Arizona trailed 2-0 in the sixth and had barely touched Arroyo when pinch-hitter Robby Hammock doubled. He took third on Stephen Drew's flyout and scored on Alberto Callaspo's grounder.

The Diamondbacks tied it at 2 one inning later. Chad Tracy led off with a double, went to third on Scott Hairston's sacrifice bunt and scored on Chris Snyder's sacrifice fly.

Hairston's sacrifice was his third in 133 big league games and first since 2004.

"It's probably been three or four years, but if they ask you, you do it," he said.

Arroyo coasted through the first four innings, allowing only a walk to opposing pitcher Doug Davis. Arroyo didn't give up a hit until Conor Jackson's one-out single to center in the fifth.

Arroyo allowed two runs and four hits in seven innings. He struck out four and walked two over 103 pitches. Those are usually the sort of numbers that result in a victory.

"It's one of those games you hate to see slip away," Arroyo said. "I weathered the storm twice, but they got the guy on base, got him over and did what they had to do to tie the game."

Unlike Arroyo, Davis worked out of trouble for much of the night in his first home start as a Diamondback. He allowed runners in each of his first five innings but gave up only two runs.

The Reds took a 1-0 lead in the second when Jeff Conine doubled and scored on a single by Gonzalez.

Cincinnati made it 2-0 in the fourth on David Ross' sacrifice fly to shallow right field.

Davis gave up two earned runs and five hits in six innings. He walked three and struck out four.

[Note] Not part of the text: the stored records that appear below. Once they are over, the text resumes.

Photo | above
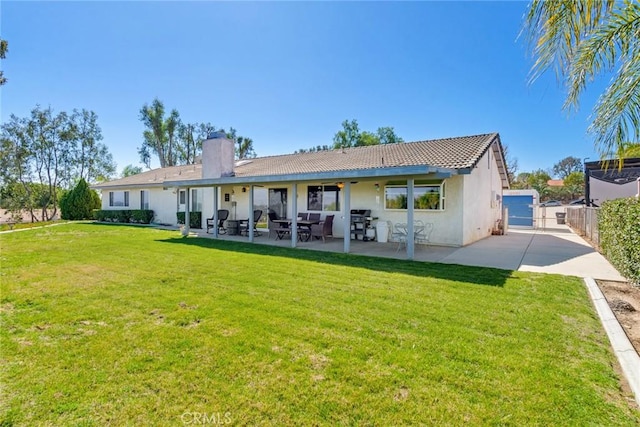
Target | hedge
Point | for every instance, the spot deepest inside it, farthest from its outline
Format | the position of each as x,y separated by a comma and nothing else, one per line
195,219
619,228
140,216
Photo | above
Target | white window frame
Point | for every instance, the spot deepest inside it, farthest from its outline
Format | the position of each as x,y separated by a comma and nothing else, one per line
144,199
118,199
416,194
322,190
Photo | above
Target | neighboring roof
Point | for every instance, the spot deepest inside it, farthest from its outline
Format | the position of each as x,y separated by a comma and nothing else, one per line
449,154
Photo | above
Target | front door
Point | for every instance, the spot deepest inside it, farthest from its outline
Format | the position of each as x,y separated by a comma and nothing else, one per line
278,201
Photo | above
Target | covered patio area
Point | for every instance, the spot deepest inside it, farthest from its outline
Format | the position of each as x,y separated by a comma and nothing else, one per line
556,249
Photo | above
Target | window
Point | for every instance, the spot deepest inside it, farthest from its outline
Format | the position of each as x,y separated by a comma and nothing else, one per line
118,198
144,199
323,198
196,200
425,197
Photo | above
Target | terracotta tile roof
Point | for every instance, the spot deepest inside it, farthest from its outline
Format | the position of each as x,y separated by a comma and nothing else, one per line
449,153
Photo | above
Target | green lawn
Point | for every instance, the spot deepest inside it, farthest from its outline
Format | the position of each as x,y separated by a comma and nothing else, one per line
107,324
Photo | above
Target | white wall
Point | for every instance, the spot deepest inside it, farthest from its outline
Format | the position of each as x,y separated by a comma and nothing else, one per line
481,207
468,215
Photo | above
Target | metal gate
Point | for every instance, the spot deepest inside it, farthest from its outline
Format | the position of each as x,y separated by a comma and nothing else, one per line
520,210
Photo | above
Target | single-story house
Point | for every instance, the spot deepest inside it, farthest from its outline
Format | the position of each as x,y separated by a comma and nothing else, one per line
455,184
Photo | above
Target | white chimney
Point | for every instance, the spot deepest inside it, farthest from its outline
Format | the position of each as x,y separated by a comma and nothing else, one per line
218,156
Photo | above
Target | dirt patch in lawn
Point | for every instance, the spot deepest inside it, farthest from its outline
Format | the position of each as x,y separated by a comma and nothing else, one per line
624,300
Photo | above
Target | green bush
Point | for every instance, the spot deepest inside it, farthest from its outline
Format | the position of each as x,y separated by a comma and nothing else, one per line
79,202
619,228
195,219
141,216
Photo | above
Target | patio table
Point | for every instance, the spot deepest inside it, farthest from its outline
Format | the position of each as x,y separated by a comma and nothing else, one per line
285,227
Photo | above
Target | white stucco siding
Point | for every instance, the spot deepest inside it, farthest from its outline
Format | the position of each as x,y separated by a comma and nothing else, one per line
481,206
163,203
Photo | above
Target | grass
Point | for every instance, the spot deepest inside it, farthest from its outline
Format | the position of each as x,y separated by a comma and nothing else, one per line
24,225
107,324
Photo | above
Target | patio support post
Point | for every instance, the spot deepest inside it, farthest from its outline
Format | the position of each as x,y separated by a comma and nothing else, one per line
215,212
410,225
347,217
251,223
187,213
294,215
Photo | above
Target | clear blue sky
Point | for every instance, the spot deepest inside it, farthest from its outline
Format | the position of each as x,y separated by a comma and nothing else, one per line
287,74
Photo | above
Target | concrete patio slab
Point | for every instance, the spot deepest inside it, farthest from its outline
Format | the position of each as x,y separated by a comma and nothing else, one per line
556,249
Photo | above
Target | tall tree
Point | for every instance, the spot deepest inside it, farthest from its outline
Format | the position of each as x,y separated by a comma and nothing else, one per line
160,134
539,181
581,39
4,47
245,148
566,166
348,136
351,136
191,136
130,170
386,135
53,151
574,184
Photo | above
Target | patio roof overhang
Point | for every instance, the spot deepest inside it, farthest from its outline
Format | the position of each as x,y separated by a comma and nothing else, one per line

"We had some great chances against Doug Davis," Cincinnati manager Jerry Narron said. "We got his pitch count up. We just couldn't get any big hits off him."

Game notes
Gonzalez's single in the second extended his hitting streak to five games. He went 2-for-3. ... The Diamondbacks improved to 4-6 in home openers. ... Arizona Sen. John McCain attended the game and sat with Diamondbacks general partner Jeff Moorad. ... The Reds were happy to be in the 81-degree warmth of the desert after playing their last five games in 30-degree temperatures in Cincinnati.